For those of us with short memories, it can be difficult to understand the militant absolutism of the National Rifle Association. How did the group get so powerful? Why does it refuse to compromise, even when compromise seems inescapable? Has it always expressed contempt for the federal government?
In an illuminating and timely look back at the NRA, reporters Joel Achenbach, Scott Higham, and Sari Horwitz of The Washington Post answer these questions and more. With President Obama, Gov. Andrew Cuomo of New York, Mayor Michael Bloomberg of New York City, and others pushing for new gun-control legislation, it's useful to know more about the NRA, to get a sense of how it might respond to this new legislative push.

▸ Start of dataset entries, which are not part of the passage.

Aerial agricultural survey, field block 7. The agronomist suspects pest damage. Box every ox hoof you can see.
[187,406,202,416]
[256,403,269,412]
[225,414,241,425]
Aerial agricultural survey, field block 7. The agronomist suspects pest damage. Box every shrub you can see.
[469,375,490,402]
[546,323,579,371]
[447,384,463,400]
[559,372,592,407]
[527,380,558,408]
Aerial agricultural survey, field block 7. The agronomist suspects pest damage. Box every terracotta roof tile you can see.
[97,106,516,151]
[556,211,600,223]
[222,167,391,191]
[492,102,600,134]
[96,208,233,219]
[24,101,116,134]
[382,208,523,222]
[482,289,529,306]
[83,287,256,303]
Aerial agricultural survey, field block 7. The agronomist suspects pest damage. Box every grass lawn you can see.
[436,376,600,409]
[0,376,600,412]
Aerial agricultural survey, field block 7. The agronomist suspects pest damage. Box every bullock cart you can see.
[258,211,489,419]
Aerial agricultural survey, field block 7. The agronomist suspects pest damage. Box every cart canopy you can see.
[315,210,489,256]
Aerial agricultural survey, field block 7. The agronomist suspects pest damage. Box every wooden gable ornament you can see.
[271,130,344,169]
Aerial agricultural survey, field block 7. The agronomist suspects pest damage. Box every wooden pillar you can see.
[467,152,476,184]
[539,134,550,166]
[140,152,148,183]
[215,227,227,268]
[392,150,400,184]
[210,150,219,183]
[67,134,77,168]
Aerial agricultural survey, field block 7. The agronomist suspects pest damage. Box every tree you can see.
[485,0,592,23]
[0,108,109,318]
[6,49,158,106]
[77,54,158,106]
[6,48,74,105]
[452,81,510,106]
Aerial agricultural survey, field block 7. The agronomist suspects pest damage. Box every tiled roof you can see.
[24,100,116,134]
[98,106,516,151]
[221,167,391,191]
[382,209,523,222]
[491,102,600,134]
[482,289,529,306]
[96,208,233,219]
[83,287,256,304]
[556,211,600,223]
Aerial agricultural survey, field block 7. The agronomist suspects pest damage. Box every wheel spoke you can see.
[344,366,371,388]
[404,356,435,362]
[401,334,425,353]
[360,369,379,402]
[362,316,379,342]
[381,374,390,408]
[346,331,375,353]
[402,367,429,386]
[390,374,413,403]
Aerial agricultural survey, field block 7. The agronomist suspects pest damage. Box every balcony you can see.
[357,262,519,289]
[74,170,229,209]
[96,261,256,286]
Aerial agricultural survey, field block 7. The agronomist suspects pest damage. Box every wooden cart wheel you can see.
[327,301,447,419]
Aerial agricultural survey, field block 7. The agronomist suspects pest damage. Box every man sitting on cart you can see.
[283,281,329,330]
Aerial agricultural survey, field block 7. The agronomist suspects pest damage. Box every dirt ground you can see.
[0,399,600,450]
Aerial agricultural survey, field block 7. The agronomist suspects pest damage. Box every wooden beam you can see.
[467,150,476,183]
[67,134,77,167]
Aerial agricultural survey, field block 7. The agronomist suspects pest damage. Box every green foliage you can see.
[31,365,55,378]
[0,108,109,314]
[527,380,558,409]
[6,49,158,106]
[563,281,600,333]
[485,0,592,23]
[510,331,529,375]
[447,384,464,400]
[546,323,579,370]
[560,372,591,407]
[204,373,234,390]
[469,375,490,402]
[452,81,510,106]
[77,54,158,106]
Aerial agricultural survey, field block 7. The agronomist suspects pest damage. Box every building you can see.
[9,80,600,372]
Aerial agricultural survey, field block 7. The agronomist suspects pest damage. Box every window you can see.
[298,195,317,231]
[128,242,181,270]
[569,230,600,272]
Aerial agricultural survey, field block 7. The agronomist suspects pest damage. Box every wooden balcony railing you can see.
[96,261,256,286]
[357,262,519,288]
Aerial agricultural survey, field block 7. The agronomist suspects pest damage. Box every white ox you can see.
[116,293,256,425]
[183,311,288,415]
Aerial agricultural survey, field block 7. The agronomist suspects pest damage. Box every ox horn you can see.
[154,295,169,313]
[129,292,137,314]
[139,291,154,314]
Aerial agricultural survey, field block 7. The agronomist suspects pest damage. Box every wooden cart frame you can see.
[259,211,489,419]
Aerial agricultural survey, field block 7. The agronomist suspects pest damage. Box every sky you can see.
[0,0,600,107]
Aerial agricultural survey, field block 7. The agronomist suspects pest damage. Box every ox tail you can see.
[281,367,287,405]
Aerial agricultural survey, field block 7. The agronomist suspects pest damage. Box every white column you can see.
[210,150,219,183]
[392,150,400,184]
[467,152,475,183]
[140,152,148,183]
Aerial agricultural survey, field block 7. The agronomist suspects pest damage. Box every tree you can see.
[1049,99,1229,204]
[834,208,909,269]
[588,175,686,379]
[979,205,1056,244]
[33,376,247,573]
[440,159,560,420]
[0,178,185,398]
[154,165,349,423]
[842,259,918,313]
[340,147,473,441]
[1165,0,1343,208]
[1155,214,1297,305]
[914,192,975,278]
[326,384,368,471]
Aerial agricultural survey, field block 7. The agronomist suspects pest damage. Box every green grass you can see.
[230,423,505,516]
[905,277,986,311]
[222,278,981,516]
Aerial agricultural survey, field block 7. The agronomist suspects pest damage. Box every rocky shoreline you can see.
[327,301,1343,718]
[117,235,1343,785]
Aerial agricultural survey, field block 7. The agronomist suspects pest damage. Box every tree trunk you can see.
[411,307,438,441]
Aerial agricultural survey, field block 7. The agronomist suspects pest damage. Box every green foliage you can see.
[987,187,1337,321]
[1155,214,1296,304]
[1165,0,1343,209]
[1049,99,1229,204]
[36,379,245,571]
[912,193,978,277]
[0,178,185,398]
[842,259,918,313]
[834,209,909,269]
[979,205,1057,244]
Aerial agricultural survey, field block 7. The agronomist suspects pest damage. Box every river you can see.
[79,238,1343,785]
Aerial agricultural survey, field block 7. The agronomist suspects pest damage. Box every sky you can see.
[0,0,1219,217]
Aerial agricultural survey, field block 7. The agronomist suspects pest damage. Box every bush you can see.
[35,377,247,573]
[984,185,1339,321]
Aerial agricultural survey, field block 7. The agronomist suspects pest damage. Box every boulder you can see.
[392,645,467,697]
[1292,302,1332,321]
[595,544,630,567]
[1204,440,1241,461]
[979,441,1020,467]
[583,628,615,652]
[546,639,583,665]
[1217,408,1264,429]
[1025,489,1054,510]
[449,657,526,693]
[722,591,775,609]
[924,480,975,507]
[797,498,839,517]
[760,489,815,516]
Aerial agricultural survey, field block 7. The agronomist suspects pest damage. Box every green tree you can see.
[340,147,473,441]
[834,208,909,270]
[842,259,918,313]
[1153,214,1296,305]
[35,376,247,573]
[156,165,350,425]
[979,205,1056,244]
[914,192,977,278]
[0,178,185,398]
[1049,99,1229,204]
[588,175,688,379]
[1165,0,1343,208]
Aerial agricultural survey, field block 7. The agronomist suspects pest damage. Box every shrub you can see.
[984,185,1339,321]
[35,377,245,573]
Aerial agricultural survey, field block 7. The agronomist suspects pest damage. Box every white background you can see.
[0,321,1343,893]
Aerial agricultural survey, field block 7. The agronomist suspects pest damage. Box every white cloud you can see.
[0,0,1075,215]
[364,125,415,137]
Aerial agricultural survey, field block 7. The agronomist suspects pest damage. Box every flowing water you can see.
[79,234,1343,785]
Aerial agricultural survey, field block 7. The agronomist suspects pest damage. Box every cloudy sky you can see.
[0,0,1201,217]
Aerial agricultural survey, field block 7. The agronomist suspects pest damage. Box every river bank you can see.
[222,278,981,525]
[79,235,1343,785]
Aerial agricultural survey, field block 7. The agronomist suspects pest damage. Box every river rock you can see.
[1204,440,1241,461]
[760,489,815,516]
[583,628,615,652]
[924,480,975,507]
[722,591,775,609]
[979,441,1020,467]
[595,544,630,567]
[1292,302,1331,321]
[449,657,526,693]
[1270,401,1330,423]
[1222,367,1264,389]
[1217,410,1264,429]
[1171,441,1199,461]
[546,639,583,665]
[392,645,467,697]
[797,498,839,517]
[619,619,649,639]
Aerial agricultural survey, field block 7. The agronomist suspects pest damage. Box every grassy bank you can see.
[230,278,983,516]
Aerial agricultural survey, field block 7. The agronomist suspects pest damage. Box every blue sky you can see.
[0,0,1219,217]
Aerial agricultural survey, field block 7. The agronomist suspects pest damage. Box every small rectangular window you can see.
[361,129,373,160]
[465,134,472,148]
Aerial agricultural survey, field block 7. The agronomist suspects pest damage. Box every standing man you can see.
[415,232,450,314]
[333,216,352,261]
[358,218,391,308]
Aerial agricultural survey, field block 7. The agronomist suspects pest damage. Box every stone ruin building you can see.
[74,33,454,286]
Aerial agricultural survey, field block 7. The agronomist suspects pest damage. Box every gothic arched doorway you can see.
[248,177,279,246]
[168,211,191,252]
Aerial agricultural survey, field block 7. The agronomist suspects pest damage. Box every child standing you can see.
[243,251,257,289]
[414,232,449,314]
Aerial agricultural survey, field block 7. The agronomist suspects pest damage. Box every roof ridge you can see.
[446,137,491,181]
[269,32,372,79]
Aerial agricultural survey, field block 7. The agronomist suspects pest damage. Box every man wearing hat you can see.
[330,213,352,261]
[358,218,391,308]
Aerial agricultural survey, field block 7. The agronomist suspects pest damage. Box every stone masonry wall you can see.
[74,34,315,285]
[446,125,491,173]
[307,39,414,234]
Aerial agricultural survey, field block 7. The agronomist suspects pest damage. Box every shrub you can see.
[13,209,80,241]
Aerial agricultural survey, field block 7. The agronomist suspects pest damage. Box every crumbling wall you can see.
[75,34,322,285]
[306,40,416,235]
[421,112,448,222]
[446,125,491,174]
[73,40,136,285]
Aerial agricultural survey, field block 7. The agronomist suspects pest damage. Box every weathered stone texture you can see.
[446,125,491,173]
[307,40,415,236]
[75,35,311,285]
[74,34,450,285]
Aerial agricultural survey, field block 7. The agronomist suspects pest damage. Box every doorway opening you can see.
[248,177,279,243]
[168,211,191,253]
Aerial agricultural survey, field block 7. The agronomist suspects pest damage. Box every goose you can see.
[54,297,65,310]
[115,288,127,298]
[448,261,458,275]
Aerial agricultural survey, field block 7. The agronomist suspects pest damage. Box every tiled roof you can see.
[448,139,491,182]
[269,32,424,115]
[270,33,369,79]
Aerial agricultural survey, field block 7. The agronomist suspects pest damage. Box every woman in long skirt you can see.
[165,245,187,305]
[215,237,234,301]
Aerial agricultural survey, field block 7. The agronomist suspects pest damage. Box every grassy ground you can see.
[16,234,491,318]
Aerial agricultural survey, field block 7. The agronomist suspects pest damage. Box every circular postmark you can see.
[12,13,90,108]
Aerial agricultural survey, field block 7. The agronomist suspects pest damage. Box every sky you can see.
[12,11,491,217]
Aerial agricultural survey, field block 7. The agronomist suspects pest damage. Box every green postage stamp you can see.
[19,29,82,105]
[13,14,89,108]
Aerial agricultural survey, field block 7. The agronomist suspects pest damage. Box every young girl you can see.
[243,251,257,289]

Achenbach and company begin with what's known among gun advocates as the Revolt at Cincinnati on May 21, 1977. That was the night "a rump group of gun-rights radicals took over the annual meeting of the National Rifle Association," the reporters write. Until then, the NRA had been focused on "hunting, conservation, and marksmanship," keeping busy with such projects as teaching Boy Scouts to shoot and encouraging outdoor recreation. But the leader of the revolt, one Clifford Neal Knox, had an entirely different agenda:
He wanted to roll back gun laws, even the ones that restricted the sale of machine guns. He believed that gun-control laws threatened basic American freedoms, that there were malign forces that sought nothing less than total disarmament. There would come a point when Knox would suggest that the assassinations of the 1960s and other horrors might have been part of a gun-control plot: “Is it possible that some of those incidents could have been created for the purpose of disarming the people of the free world? With drugs and evil intent, it’s possible. Rampant paranoia on my part? Maybe. But there have been far too many coincidences to ignore” (Shotgun News, 1994).
Achenbach, Higham, and Horwitz report that the NRA has 781 employees, 125,000 volunteers, and that its annual revenue tops $200 million.
Their story does a lot to explain why the NRA believes and behaves as it does, a valuable contribution at a time when so much of the coverage is focused on arguments between pro- and anti-gun forces. I recommend it.